Les finances publiques du Nigeria se sont consolidées en 2024. Le déficit budgétaire s’est établi à 2,6% du PIB après 4,2% du PIB en 2023. Dans le même temps, les recettes fiscales brutes du pays ont augmenté de 8,8% du PIB à 13,3% du PIB, imputable notamment au retrait des subventions au change. Les subventions pétrolières et de change, qui ont été supprimées, représentaient un coût cumulé de 5,2% du PIB en 2022, soit les ¾ des recettes annuelles. La réforme fiscale de 2025 devrait consolider les recettes, améliorer le climat des affaires tout en introduisant une certaine progressivité de l’imposition.

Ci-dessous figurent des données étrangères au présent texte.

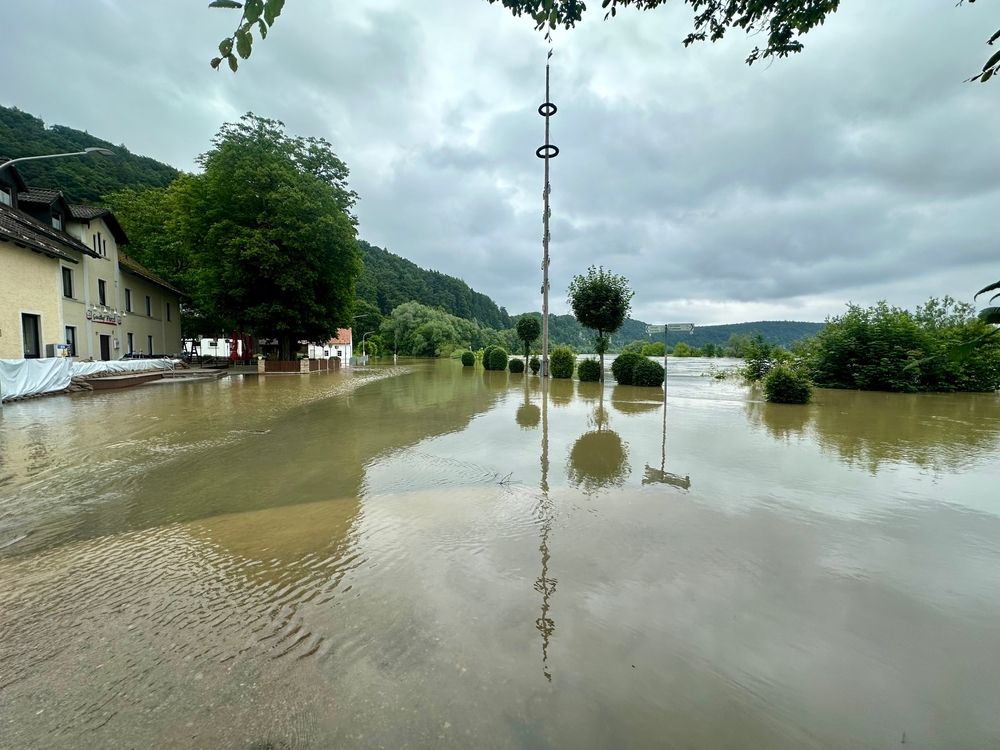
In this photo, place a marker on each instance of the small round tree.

La dette publique devrait se stabiliser autour de 46% du PIB à l’horizon 2030 (FMI). Celle-ci est passée de 40% en 2022 à 53% en 2024, essentiellement sous l’effet comptable de la dépréciation du naira, 27% étant libellé en devises en 2022 (49% en 2024). Le FMI considère le risque de surendettement « modéré », notamment en raison de la maturité longue et du niveau contenu de la dette. La charge d’intérêt représente aujourd’hui 40% des recettes fédérales, et ce ratio devrait se maintenir à moyen terme. Signe de l’atténuation des risques pesant sur le Nigeria, Fitch Ratings et Moody’s ont successivement amélioré la note souveraine du Nigeria en avril et mai 2025, à B (Fitch Ratings) et B3 (Moody’s) avec perspectives stables. S&P a confirmé sa note à B-/Stable, inchangée depuis août 2023. Le Nigeria a confirmé son accès aux marchés internationaux avec une émission de 2,5 Md USD d’eurobonds en décembre 2024, après trois ans sans y avoir recours.